Im zweiten Teil der Schrift unterscheidet Aristoteles die Regierungsformen nach der Anzahl der Herrschenden: Monarchie (Einzelherrschaft), Aristokratie (Herrschaft der Besten, d.h. der Weisesten) und Politie (Herrschaft aller Bürger, wobei Ämter nur Wohlhabenden offenstehen und die Armen die Reichen nicht überstimmen können). Alle drei sind auf Verwirklichung des Gemeinwohls angelegt; weil aber der Ausschluss großer Teile der Einwohnerschaft zu Unmut führen kann, verspricht die Politie im Allgemeinen am ehesten Stabilität. Den drei »guten« Regierungsformen stellt Aristoteles ihre Verfallsformen gegenüber, in denen Eigennutz regiert: Tyrannis, Oligarchie und Demokratie. Die Demokratie verurteilt er nicht pauschal; ihre radikale Form aber, in der alle freien Einwohner gleichberechtigt mitbestimmen, begünstige Demagogie und führe zur Herrschaft der Willkür. Anders als sein Lehrmeister Platon, der in der Politeia die Utopie einer Philosophenherrschaft entwirft, schreibt Aristoteles nicht über die ideale Verfassung. Seine Systematisierung versteht er als Theorie auf empirischer Grundlage.

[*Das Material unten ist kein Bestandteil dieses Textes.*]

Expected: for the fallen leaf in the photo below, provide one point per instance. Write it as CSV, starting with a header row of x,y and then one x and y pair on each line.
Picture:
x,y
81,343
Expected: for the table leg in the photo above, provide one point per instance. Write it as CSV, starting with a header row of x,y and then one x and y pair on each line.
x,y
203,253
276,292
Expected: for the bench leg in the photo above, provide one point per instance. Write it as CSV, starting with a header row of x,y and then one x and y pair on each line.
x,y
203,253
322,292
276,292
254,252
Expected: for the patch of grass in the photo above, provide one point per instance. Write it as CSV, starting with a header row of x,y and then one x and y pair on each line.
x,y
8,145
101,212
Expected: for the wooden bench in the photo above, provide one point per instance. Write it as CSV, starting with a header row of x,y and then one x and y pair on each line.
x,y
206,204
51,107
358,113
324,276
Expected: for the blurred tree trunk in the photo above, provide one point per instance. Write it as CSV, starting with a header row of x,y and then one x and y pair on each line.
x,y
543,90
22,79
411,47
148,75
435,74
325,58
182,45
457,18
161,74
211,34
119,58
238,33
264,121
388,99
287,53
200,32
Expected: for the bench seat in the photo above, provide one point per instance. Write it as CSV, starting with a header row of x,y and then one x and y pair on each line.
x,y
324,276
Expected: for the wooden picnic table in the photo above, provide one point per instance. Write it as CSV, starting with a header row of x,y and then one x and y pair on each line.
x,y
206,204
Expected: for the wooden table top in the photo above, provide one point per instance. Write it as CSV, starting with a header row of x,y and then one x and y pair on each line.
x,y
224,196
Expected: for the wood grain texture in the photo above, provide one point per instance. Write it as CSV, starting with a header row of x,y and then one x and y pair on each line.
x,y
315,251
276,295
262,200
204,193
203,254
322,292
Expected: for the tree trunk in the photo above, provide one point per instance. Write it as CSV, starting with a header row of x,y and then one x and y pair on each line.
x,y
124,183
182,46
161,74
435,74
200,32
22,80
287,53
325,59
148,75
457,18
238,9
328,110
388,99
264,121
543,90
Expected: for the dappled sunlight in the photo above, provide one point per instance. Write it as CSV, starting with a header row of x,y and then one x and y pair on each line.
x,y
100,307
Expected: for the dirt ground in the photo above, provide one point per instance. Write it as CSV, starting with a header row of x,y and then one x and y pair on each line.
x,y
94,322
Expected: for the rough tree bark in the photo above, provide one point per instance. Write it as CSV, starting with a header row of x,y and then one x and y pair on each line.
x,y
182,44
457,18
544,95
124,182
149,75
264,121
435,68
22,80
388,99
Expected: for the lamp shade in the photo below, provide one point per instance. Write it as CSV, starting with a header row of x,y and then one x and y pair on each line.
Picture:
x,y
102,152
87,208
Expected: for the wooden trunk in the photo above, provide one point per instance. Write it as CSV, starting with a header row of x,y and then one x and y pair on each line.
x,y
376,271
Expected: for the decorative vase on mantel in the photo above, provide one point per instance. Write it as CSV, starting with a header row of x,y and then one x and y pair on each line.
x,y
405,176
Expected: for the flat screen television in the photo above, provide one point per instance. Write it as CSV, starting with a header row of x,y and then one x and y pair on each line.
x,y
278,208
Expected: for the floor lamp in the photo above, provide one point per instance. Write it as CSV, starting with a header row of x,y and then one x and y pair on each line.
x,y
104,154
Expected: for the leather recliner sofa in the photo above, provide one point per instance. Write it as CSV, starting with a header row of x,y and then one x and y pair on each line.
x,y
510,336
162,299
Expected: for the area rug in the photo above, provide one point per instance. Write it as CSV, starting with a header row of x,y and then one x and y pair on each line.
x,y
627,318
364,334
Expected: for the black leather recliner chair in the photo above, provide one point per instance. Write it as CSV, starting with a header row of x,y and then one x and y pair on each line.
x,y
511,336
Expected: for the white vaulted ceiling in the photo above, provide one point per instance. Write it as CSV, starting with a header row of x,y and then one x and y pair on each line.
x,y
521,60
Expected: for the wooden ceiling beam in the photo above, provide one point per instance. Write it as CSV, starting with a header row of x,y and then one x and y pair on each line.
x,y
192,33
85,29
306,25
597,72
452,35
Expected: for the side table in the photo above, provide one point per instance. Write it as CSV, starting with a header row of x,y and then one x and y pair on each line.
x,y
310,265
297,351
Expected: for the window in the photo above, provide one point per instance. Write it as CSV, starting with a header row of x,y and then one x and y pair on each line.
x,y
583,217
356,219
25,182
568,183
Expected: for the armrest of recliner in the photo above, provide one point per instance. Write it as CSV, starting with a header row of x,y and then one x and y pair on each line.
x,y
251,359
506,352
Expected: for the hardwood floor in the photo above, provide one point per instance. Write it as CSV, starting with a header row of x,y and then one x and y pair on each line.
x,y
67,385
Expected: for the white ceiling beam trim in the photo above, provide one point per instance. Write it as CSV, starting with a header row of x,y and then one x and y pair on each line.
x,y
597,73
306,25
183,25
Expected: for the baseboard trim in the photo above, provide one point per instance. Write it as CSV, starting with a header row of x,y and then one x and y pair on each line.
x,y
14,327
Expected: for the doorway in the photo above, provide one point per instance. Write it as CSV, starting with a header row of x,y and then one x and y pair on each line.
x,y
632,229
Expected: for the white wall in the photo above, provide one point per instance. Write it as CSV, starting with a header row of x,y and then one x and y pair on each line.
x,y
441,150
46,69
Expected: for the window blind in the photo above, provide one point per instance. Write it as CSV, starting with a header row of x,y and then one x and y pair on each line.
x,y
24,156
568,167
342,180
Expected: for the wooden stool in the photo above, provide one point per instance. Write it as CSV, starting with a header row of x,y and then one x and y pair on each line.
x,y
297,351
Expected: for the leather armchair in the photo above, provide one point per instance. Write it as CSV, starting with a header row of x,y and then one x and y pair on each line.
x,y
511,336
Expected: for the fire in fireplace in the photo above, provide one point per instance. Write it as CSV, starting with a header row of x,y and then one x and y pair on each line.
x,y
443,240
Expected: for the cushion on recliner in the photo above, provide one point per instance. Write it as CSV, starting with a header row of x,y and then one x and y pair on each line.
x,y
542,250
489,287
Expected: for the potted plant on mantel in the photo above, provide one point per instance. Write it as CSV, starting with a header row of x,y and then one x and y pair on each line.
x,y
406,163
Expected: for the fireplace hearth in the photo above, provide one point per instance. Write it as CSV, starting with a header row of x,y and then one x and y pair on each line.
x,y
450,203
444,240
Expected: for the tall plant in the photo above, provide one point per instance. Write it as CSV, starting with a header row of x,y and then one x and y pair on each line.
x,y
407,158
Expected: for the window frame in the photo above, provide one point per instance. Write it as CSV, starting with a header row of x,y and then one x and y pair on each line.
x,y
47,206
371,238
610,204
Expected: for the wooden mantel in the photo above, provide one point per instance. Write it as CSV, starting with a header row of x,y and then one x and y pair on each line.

Vor allem die Staatsbegründung, aber auch die Lehre von den Regierungsformen hat durch die Jahrhunderte Denker inspiriert, um Antworten auf Fragen ihrer Zeit zu finden. Zum Beispiel Thomas von Aquin, der aus der Idee »natürlicher« Gemeinschaft folgerte, dass es neben der göttlichen Ordnung auch eine menschlich geschaffene gebe. Dies verhalf der Lehre vom Dualismus geistlicher und weltlicher Macht zum Durchbruch, die im Investiturstreit noch unterlegen war (sinnbildlich der Gang Heinrichs IV. nach Canossa im Jahre 1077). Philipp Melanchthon verfasste 1530 einen Kommentar zur Politik, in dem er Luthers theologisch begründete Ablehnung der Bauernkriege philosophisch flankierte: Weil die Ordnung natürlichen Ursprungs sei, liege auch der Gehorsam gegenüber der Obrigkeit in der Natur des Menschen. Er begründete eine protestantische Schule des politischen Aristotelismus, deren Zentrum die Universität Helmstedt wurde. Ihr einflussreichster Repräsentant, Hermann Conring, baute auch auf Aristoteles, um den Zynismus der Macht in Machiavellis Lehre von der Staatsräson durch Sittlichkeit zu bändigen. Im 19. Jahrhundert ist es vor allem Georg Wilhelm Friedrich Hegel, der von Aristoteles wichtige Impulse empfängt. Auf der Unterscheidung von Oikos und Polis beruht seine Trennung zwischen bürgerlicher Gesellschaft und staatlicher Herrschaft; auch dass Hegels Staat die sittliche Vervollkommnung seiner Bürger zum Ziel hat, ist Aristoteles verpflichtet.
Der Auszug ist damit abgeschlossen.